Back at home Wilson had a loving family and two children. The prosecutor gave Wilson pictures of his children and told him that would be the last time he ever saw them again. Eventually, he was transferred to Pennsylvania’s death row and was housed in isolation.
“I remember this clearly when I walked the hallways of the condemned, barefoot and pale. I thought, ‘When am I going to get to see television and watch Chuck Connors every Sunday with my parents?’ I was in shock and had to abandon everything I knew,” Wilson said.
Wilson wanted and gained control over his case by getting copies of his transcript and reviewing them. This is when he found a new admiration for the Constitution of the United States.
“I wrote to over 50 law firms looking for help. Every single firm sent back letters and all of them had the same closing: ‘Good Luck.’ I couldn’t believe it. If it wasn’t for bad luck, I wouldn’t have any luck at all,” Wilson said.
Being in prison not only emotionally damages and drains a person, but also causes physical damages. Wilson’s eyes and bones were affected due to the lack of sun. He also developed chronic arthritis because of the lack of fresh air and exercise.
“The worst part of my suffering was me having to watch others suffer. People were sick with hepatitis and cancer and were denied medication,” Wilson said.
Within 90 days of Wilson’s case reaching the Supreme Court the governor signed his death warrant. The governor sent a letter to Wilson and expected his “John Hancock” in return.
In 2003, Wilson was granted a new trial. In 2005, it was a mistrial and then, on Oct. 31, 2005 the final trial began. Wilson hired two “hardball” attorneys who were very helpful with the case, sacrificing time with their family for the well-being of Wilson.
“One day my lawyers suggested that we review the evidence from the first trial to see what we could come up with. I thought it was a bad idea, but I told them to go for it. Turns out, the substance from the jacket that was covered in blood didn’t match my DNA. Thank God for DNA,” Wilson said.
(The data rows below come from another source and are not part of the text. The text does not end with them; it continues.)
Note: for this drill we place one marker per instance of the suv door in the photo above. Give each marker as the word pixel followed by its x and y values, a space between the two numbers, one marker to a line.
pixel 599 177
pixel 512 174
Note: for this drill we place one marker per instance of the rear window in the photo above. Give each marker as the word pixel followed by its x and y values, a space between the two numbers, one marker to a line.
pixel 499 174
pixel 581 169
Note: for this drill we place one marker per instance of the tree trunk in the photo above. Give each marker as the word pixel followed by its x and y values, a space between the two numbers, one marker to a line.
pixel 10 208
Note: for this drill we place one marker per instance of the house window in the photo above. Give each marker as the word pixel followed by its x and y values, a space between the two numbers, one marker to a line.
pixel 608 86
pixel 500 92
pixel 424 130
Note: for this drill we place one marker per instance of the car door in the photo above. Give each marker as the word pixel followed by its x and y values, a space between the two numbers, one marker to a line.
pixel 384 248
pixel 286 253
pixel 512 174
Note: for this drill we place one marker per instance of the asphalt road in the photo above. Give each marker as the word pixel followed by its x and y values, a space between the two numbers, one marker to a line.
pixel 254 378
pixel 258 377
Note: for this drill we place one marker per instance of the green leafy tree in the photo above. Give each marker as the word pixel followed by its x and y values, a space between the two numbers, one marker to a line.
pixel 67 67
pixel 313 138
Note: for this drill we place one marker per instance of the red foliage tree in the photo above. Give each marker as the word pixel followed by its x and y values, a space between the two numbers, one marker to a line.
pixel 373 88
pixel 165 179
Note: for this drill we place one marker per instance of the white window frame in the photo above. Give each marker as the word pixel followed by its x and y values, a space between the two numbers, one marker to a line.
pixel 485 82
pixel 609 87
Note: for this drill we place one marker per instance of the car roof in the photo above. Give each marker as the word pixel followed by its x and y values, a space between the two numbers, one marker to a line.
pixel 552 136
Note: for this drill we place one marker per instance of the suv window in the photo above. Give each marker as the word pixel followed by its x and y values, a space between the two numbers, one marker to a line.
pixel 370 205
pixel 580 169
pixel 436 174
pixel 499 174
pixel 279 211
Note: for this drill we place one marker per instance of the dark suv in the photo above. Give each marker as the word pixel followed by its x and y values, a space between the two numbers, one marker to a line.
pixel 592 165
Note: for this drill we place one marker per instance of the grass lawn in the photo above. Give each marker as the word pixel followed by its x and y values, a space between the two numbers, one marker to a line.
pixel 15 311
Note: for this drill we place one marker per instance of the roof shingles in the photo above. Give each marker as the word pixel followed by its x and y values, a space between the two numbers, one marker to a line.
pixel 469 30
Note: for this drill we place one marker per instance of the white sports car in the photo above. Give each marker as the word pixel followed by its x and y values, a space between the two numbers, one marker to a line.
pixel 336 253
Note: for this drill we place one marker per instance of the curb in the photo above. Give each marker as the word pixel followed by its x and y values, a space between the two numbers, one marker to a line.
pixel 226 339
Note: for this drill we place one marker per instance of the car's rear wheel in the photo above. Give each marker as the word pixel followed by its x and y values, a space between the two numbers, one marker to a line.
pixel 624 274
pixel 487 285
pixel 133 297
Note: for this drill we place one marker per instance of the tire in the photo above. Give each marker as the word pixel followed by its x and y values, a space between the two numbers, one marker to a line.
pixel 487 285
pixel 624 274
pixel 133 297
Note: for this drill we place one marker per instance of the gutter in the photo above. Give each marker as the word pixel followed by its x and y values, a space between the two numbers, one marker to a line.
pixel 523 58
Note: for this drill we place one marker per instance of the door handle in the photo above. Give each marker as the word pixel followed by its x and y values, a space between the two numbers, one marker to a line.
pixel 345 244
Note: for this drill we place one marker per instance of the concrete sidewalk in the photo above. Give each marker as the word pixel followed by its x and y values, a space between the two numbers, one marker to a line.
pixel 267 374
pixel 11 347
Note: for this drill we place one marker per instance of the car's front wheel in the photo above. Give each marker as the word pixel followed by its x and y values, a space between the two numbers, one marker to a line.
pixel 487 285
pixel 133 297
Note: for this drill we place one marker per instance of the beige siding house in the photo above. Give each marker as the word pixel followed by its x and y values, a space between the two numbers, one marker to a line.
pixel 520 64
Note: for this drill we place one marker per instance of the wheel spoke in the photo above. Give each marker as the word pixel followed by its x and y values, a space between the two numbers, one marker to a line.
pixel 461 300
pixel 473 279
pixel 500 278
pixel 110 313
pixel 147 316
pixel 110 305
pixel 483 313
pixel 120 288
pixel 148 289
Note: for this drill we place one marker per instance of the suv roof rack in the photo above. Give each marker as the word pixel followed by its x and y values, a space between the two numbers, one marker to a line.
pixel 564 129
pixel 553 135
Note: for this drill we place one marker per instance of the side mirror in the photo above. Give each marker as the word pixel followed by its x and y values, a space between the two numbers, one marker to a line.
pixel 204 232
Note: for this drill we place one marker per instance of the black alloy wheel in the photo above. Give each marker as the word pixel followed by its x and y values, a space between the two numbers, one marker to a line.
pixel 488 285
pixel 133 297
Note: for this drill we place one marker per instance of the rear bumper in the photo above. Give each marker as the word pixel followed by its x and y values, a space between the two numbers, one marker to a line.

On Nov. 15, 2005 Wilson was acquitted of all charges and was released at 9:30 p.m. out the back door of the prison with 65 cents and a bus token.
“You students can make a difference and do great things. The sky is the limit. I cannot stress enough the importance of the Constitution. I am here today because I applied myself and if you do too, you can make a change and make this justice system work. I stand before you as the exonerated. Be the voice of the voiceless,” Wilson said.